His erratic and insulting speech gets the US no closer to any of its strategic goals. It may have emboldened some of Trump’s far-right allies in the US, but with the risk of a significant backlash.
Europe has been almost sclerotic in response to Trump. France and Germany have weak and divided governments, and the EU has been asleep at the wheel on what a second Trump term might mean. Vance has done what was previously regarded as almost impossible: he has both woken up and united the European mainstream.
There is still every chance they squander that opportunity, but they are for once alert to the new reality of global politics: the USA is no longer a reliable ally to anyone. Whether it takes months, years, or decades, global politics will be reshaped in ways that diminish the USA’s role.
Perhaps after decades on top, the USA has had enough, and will welcome a smaller role – but such diminishment tends to take a toll on a nation’s ego. Trump rarely promises anything short of glory for America, whether at home or abroad.

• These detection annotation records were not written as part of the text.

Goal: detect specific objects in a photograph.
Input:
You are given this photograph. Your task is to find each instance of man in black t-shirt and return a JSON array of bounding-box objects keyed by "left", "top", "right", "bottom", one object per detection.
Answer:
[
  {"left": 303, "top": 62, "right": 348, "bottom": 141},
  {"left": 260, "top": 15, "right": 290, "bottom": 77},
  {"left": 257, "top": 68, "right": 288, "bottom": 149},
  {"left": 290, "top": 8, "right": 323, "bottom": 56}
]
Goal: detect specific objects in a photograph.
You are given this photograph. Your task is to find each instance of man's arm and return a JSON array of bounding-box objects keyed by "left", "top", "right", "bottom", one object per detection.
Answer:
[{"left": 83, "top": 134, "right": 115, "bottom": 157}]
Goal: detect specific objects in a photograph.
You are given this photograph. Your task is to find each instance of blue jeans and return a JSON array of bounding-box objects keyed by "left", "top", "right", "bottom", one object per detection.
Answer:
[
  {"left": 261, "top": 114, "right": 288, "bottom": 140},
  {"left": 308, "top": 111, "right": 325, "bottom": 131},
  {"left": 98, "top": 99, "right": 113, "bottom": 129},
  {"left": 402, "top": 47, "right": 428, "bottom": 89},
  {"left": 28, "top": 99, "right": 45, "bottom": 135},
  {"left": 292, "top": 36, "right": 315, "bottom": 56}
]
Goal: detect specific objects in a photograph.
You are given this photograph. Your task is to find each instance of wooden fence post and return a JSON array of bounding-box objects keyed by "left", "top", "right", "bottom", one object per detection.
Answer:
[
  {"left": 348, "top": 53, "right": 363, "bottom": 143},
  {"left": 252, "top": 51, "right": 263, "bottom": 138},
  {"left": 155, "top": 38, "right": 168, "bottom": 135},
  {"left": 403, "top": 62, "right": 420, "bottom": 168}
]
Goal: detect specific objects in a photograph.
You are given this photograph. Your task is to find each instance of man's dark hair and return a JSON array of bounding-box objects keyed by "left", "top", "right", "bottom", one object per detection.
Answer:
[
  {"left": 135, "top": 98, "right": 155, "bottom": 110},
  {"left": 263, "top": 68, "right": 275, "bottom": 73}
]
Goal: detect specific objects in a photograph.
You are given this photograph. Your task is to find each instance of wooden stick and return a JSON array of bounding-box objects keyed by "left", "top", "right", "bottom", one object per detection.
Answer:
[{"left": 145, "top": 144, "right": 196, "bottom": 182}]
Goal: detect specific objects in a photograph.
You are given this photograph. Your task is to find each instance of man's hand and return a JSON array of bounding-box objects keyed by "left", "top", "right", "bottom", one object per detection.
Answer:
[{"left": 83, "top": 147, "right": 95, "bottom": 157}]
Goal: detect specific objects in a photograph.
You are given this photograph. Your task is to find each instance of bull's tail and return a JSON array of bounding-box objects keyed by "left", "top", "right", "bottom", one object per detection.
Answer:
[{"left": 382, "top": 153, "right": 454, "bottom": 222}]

During the cold war, people used to talk contemptuously of “useful idiots” – people who would parrot Soviet propaganda messages designed to diminish or derail the West, often unwittingly.
Vance’s address to Munich might have escaped that categorisation, if only for the simple reason that it was so misjudged and meandering that it did nothing to advance the Trump or MAGA agenda, even as it needlessly insulted America’s old allies. Nothing about Vance’s speech could be described as “useful”. That leaves only one word left.